Sucede que a performance dos artistas moçambicanos em Dubai compreendeu também outros momentos, designadamente a interpretação de clássicos como são os casos de Eyuphuro – cantado em Emakua pelo jovem Valdemiro José, a Canção Popular “Elisa” pela jovem Onésia Muholove. É aqui onde Ignorância Quântica encaixa aos que se ativeram a sentenciar, com “pena capital”, a participação de Moçambique em Dubai. Socorreram-se de um fragmento apenas e edificaram uma pseudo razão. Usaram uma amostra não representativa para inferir o que não é. Invocar clássicos da música como exclusivos baluartes da Cultura é de um tamanho erro de raciocínio, todavia os clássicos merecem o seu respeito porque funcionam como referenciais à edificação da Memória Colectiva - sem que isso implique necessariamente a extensão forçosa do passado.

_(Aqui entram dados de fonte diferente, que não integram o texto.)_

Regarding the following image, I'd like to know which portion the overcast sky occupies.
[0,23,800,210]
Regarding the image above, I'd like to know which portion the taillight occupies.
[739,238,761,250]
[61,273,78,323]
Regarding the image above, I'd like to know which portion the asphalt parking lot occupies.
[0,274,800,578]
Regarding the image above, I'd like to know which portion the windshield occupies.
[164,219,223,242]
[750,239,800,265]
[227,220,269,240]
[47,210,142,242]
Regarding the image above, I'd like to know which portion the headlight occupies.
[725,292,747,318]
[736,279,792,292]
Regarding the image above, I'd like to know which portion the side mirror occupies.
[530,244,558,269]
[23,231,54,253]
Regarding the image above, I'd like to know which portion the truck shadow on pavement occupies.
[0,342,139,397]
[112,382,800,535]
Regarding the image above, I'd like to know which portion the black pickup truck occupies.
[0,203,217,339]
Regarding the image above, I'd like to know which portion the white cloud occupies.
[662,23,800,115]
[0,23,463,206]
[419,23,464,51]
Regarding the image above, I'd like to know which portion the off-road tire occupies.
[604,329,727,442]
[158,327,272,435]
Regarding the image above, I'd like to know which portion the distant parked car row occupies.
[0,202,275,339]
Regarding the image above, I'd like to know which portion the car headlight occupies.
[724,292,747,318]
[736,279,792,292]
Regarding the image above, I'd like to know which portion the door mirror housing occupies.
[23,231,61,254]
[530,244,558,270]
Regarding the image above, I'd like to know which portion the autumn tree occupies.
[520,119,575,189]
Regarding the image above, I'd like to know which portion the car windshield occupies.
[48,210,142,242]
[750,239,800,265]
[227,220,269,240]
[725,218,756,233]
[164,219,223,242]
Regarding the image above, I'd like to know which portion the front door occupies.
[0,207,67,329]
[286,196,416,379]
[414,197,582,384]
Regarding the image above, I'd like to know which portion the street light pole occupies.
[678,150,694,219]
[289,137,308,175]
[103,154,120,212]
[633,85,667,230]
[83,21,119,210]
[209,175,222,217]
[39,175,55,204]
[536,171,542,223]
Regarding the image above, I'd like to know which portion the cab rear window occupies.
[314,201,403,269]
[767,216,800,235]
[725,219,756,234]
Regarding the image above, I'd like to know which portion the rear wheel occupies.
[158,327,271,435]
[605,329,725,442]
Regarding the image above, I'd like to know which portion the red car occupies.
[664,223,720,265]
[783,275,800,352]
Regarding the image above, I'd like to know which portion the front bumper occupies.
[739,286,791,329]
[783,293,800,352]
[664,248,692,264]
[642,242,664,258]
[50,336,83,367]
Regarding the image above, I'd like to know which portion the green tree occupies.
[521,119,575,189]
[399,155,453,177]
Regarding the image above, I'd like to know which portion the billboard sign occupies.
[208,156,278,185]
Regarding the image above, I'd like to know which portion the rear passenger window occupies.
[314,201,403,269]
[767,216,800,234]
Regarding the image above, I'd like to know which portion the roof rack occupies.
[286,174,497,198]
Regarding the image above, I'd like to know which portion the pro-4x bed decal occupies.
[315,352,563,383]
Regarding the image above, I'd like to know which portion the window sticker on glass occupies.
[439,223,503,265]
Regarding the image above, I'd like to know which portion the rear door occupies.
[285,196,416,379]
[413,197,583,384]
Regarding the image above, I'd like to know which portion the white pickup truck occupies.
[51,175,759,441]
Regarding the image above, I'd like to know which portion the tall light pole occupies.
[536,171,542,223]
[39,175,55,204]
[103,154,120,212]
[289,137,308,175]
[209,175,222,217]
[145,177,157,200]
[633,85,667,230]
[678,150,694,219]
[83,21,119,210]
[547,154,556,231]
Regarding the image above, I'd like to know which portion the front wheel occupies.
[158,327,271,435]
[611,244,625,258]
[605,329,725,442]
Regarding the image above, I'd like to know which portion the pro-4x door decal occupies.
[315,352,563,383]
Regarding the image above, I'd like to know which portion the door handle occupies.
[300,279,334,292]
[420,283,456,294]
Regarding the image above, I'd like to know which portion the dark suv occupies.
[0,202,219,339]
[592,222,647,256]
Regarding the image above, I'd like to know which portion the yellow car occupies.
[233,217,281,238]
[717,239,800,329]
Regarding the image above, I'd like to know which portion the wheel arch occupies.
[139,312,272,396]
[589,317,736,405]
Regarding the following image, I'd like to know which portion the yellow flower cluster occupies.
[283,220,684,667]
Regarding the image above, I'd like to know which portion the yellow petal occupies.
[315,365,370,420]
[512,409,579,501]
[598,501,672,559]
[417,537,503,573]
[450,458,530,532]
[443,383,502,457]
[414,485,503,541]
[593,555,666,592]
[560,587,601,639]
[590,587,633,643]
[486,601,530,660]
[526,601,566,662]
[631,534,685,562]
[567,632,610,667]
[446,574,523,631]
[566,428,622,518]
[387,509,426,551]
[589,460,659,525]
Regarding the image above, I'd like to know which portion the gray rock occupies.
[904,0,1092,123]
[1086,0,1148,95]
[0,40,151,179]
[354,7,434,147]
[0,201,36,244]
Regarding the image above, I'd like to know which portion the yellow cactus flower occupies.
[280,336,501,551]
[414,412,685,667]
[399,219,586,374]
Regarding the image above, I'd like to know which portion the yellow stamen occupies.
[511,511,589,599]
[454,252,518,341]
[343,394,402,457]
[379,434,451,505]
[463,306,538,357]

Concordo que a Cultura deva, como observou Cheick Anta Diop, afigurar-se Baluarte de um povo, mas isso não impõe que tal desiderato se consiga apenas por via da extensão do passado. Há Valores, diga-se, relativamente novos que também passam a residir no imaginário colectivo (Memória Cultural Social). À semelhança da capulana que outrora nos foi imposta num contexto subordinação imperial árabe, e do terno e gravata “herdado” do império ocidental, há tantos outros valores alheios que se “herdam” e se tornam “nossos”. Todas as Culturas são produto do hibridismo - a pureza já não existe. A nossa preocupação para com a Cultura não deve ser reduzida às indumentárias e as artes musicais. Deve gravitar sobre o “Pensamento Moçambicano”. O mais importante, no seio destas celeumas desnecessárias e triviais, é preocuparmo-nos sobre como a Identidade Cultural no prisma do “Pensamento Moçambicano” pode gerar produtos culturais no contexto das Indústrias Culturais.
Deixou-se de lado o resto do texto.